Tara Donovan selects objects in one material which she joins together, folds, stacks or otherwise repeats.
In so doing she arrives at a form with an organic, often nature-like formal idiom created by products from our everyday life: metal film tape, drinking straws, glass, cardboard plates, buttons, etc. Donovan works almost ritualistically with the objects and dissolves one formal idiom to create a new one. In her large-format sculptural installations she accumulates hundreds, thousands or hundreds of thousands of identical elements to produce abstract forms that seem to be transformed into everything from clouds and corals to cell structures.

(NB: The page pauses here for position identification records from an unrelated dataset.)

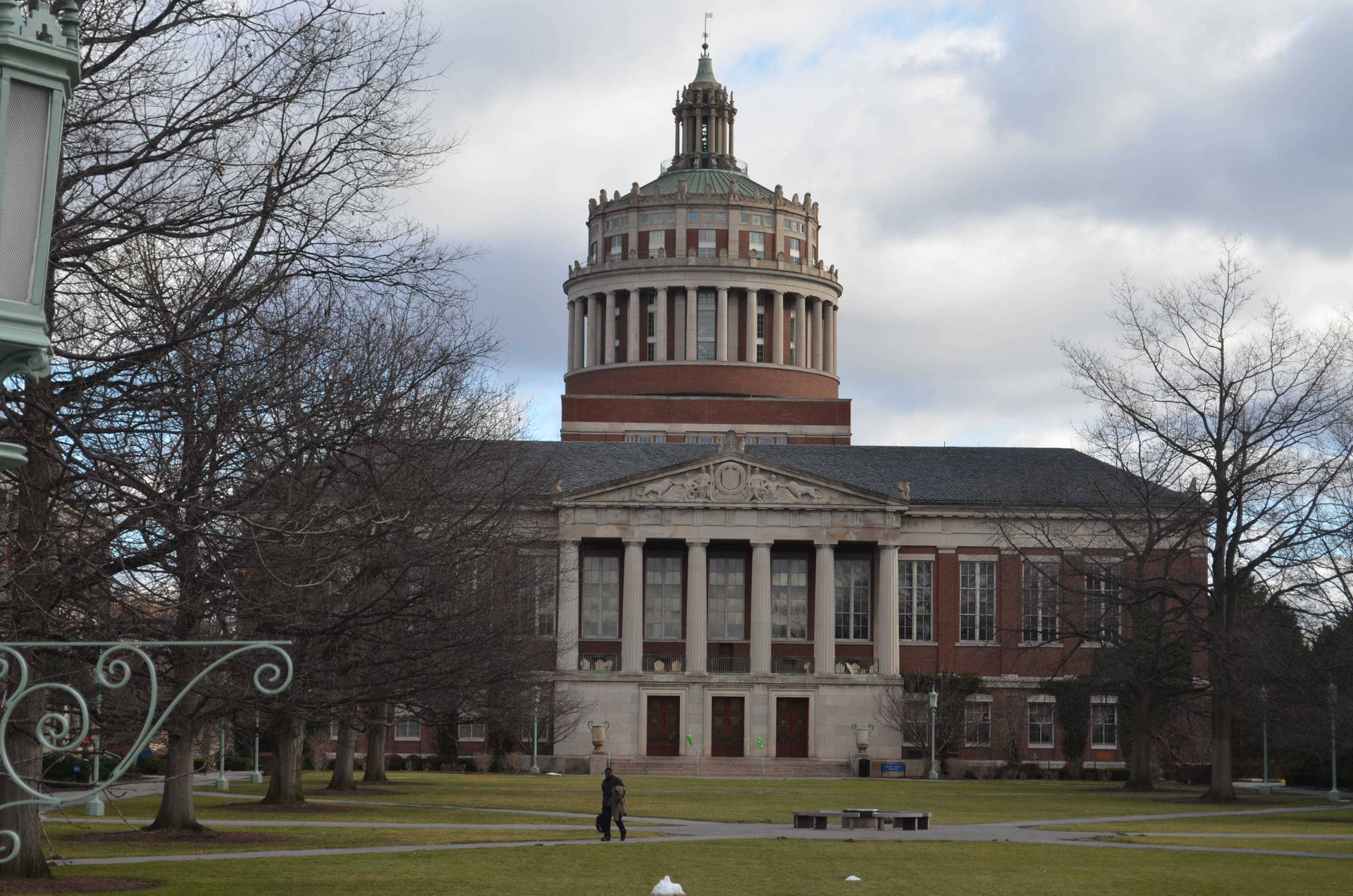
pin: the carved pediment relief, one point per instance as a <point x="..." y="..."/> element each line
<point x="731" y="482"/>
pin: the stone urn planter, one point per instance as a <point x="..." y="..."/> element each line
<point x="598" y="735"/>
<point x="863" y="738"/>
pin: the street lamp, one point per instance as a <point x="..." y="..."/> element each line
<point x="934" y="772"/>
<point x="39" y="63"/>
<point x="1264" y="788"/>
<point x="1335" y="750"/>
<point x="535" y="733"/>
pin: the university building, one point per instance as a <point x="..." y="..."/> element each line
<point x="735" y="578"/>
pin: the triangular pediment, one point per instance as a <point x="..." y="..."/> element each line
<point x="729" y="478"/>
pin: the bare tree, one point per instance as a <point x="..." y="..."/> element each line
<point x="1248" y="413"/>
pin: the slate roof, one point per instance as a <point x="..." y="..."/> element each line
<point x="1037" y="477"/>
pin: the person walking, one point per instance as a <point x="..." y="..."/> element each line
<point x="612" y="804"/>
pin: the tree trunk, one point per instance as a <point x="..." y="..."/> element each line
<point x="375" y="772"/>
<point x="344" y="756"/>
<point x="1139" y="762"/>
<point x="1222" y="790"/>
<point x="290" y="746"/>
<point x="176" y="811"/>
<point x="22" y="821"/>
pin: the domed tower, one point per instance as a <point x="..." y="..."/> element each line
<point x="704" y="305"/>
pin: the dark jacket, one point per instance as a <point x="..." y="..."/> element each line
<point x="608" y="785"/>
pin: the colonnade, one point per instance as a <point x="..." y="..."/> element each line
<point x="884" y="616"/>
<point x="594" y="327"/>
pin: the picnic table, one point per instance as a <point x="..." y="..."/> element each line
<point x="860" y="819"/>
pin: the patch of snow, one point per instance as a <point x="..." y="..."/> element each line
<point x="667" y="888"/>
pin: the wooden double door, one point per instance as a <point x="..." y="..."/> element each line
<point x="727" y="722"/>
<point x="792" y="727"/>
<point x="663" y="726"/>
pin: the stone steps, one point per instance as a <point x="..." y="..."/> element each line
<point x="731" y="766"/>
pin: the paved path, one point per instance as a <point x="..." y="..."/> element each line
<point x="679" y="830"/>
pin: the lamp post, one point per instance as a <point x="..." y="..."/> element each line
<point x="94" y="806"/>
<point x="535" y="731"/>
<point x="934" y="773"/>
<point x="256" y="776"/>
<point x="39" y="63"/>
<point x="1264" y="788"/>
<point x="1335" y="750"/>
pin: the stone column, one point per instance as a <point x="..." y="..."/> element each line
<point x="692" y="304"/>
<point x="593" y="329"/>
<point x="579" y="335"/>
<point x="697" y="606"/>
<point x="824" y="615"/>
<point x="678" y="325"/>
<point x="760" y="618"/>
<point x="573" y="323"/>
<point x="817" y="335"/>
<point x="632" y="612"/>
<point x="608" y="328"/>
<point x="800" y="330"/>
<point x="636" y="335"/>
<point x="885" y="623"/>
<point x="777" y="336"/>
<point x="660" y="325"/>
<point x="750" y="325"/>
<point x="567" y="627"/>
<point x="722" y="325"/>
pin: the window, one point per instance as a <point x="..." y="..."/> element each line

Donovans works are built up on the spot or carefully adapted and matched to the spaces in which they take form. They challenge our accustomed ideas of proportion and our experience and interpretation of the things we sense and navigate among. In an interview in the latest issue of Louisiana Magasin, no. 37, she says: I am striving to be an alchemist and to transcend the material. However, she experiments not only with the materials, but also with the human sensory system.
The exhibition presents eight of the artists works from the years 2004-2012, installed in the Column Hall and the Large Hall on the bottom floor of the East Wing of the museum. Sculpturally, they range from small crystalline growths to large organic landscapes with natural forms as a central reference point. But even though an organic, often nature-like formal idiom seems to be present, the works are still always open to interpretation. Donovan is very aware that she is not simulating nature. It is rather an imitation of natures growth principles the way things grow that holds her interest.
The exhibition at Louisiana has been created in collaboration with the Arp Museum, Bahnhof Rolandseck.
Tara Donovan (1969) lives in New York and has already made her mark on the art scene, most recently with a solo exhibition at the Milwaukee Art Museum. Centre Pompidou in Paris has a work by her in its collection which appeared in the exhibition Elles showing works by the museums female artists.